"The groundwork of all happiness is health." - Leigh Hunt

A brand new urine test may help some men with elevated PSA levels avoid a biopsy

When a prostate-specific antigen (PSA) blood test produces an abnormal result, the following step is normally a prostate biopsy. A biopsy can confirm or rule out a cancer diagnosis, nevertheless it also has some pitfalls. Prostate biopsies are invasive procedures with potential unwanted effects, and so they often detect low-grade, slow-growing tumors that will not require immediate treatment—or any treatment in any respect.

Researchers are exploring different strategies to avoid unnecessary biopsies. Special magnetic resonance imaging (MRI) scans, for instance, will be useful for predicting whether a person's tumor is more likely to spread. A blood test called the Prostate Health Index (PHI) measures different levels of PSA, and can assist doctors determine if a biopsy is required.

In April, researchers from the University of Michigan published Results With a test that screens for prostate cancer in urine samples. Called the MyProstateRating 2.0 (MPS2) test, it looks for 18 different genes related to high-grade tumors. “If you're negative on this test, it's almost certain that you don't have aggressive prostate cancer,” said Dr. Arul Chennaiyin, professor of pathology and urology on the university, in a press release.

Data collection and further testing

To create the test, Dr. Chanayan and his colleagues first turned to a publicly available database of greater than 58,000 genes related to prostate cancer. From this initial pool, they narrowed all the way down to 54 genes which can be uniquely overexpressed in cancers classified as grade group 2 (GG2) or higher. The grade group system ranks prostate cancer from GG1 (least dangerous) to GG5 (most dangerous).

The team tested these 54 genes against stored urine samples with PSA from 761 men scheduled for biopsy.
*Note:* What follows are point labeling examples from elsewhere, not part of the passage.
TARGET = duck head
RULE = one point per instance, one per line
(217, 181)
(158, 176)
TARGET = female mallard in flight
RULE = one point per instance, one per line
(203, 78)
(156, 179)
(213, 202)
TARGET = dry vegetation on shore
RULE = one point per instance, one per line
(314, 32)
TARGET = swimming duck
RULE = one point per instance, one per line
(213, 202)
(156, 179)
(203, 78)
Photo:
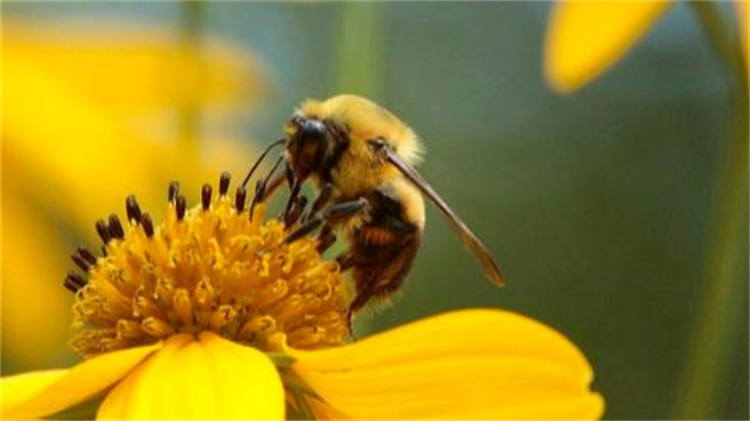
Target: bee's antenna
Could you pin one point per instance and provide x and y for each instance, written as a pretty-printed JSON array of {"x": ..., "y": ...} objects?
[{"x": 260, "y": 159}]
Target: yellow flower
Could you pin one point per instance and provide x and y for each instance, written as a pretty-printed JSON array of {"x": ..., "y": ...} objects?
[
  {"x": 212, "y": 314},
  {"x": 585, "y": 38},
  {"x": 88, "y": 111}
]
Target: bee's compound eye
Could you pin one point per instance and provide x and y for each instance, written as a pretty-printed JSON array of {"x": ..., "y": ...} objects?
[
  {"x": 312, "y": 129},
  {"x": 378, "y": 144}
]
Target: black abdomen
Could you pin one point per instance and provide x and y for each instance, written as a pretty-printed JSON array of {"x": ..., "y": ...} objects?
[{"x": 382, "y": 250}]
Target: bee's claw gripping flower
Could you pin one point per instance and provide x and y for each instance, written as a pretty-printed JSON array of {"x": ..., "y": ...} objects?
[{"x": 210, "y": 268}]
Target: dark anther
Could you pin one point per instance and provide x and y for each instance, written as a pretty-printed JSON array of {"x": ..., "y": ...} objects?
[
  {"x": 81, "y": 262},
  {"x": 115, "y": 228},
  {"x": 180, "y": 206},
  {"x": 87, "y": 255},
  {"x": 147, "y": 224},
  {"x": 132, "y": 209},
  {"x": 239, "y": 199},
  {"x": 174, "y": 190},
  {"x": 103, "y": 230},
  {"x": 224, "y": 183},
  {"x": 74, "y": 282},
  {"x": 205, "y": 196}
]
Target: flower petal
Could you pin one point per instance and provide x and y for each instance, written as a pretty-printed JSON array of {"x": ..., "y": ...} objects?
[
  {"x": 584, "y": 38},
  {"x": 469, "y": 364},
  {"x": 47, "y": 392},
  {"x": 16, "y": 389},
  {"x": 34, "y": 330},
  {"x": 206, "y": 379}
]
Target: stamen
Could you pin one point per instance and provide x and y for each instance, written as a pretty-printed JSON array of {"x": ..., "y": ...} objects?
[
  {"x": 147, "y": 224},
  {"x": 216, "y": 270},
  {"x": 74, "y": 282},
  {"x": 224, "y": 183},
  {"x": 115, "y": 228},
  {"x": 180, "y": 207},
  {"x": 81, "y": 262},
  {"x": 239, "y": 199},
  {"x": 132, "y": 209},
  {"x": 174, "y": 190},
  {"x": 205, "y": 196},
  {"x": 260, "y": 191},
  {"x": 103, "y": 230},
  {"x": 87, "y": 255}
]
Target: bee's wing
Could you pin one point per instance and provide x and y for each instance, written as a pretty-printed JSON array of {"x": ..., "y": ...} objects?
[{"x": 454, "y": 221}]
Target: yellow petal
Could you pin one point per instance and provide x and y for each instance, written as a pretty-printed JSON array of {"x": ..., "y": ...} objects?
[
  {"x": 207, "y": 379},
  {"x": 87, "y": 148},
  {"x": 51, "y": 392},
  {"x": 470, "y": 364},
  {"x": 584, "y": 38},
  {"x": 21, "y": 387},
  {"x": 135, "y": 69},
  {"x": 34, "y": 330},
  {"x": 743, "y": 17}
]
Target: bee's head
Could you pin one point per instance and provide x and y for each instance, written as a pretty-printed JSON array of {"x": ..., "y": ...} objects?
[{"x": 310, "y": 146}]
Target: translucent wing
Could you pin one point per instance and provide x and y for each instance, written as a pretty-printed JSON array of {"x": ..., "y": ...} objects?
[{"x": 454, "y": 221}]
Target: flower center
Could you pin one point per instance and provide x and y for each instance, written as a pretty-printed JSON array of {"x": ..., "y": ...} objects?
[{"x": 217, "y": 267}]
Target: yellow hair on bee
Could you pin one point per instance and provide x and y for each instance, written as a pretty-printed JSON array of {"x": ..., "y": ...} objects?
[{"x": 366, "y": 121}]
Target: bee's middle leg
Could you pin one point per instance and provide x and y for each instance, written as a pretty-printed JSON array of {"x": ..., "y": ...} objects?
[{"x": 331, "y": 215}]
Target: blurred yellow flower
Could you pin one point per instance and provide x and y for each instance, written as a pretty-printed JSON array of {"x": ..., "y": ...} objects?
[
  {"x": 90, "y": 111},
  {"x": 585, "y": 38},
  {"x": 212, "y": 314}
]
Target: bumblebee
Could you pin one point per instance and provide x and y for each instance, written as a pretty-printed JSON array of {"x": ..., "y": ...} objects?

This effort yielded 18 genes that were consistently related to advanced cancer in biopsy samples. These genes now make MPS2.

The team then validated the test by performing MPS2 testing on greater than 800 archived urine samples collected by the National Prostate Cancer Research Consortium. Other researchers affiliated with the consortium reviewed the brand new urine test results against patient records.

Interpretation of results

The results of the study showed that MPS2 appropriately identified 95% of GG2 prostate cancers and 99% of GG3 or higher cancers. The test's accuracy was further improved by including an estimate of prostate size (or volume, because it's also called).

According to the team's calculations, using MPS2 would have reduced unnecessary biopsies by 37 percent. If volume had been included within the measurement, 41% of biopsies would have been avoided. In comparison, only 26% of biopsies with PHI would have been avoided.

Dr. Chanayan and his co-authors emphasize that ruling out advanced cancer with a urine test offers some benefits over MRI. For example, specialized multiparametric MRI scans needed to evaluate advanced cancer in men with elevated PSA are usually not all the time available in community settings. Furthermore, the interpretation of mpMRI results may vary from one radiologist to a different. Importantly, MPS2 will be updated over time as latest prostate cancer genes are identified.


But Dr. Gershman adds that it could be essential to think about how such a test would fit into the present two-step approach to PSA screening, which incorporates a prostate MRI if the PSA is abnormal. Where MRI provides a yes/no result (ie, lesions that look suspicious for cancer are either present or not), MPS2 provides a numerical estimate of risk between 0% and 100%. “The challenge with clinical implementation of consistent risk scores is where to draw the line for biopsy,” says Dr. Gershman.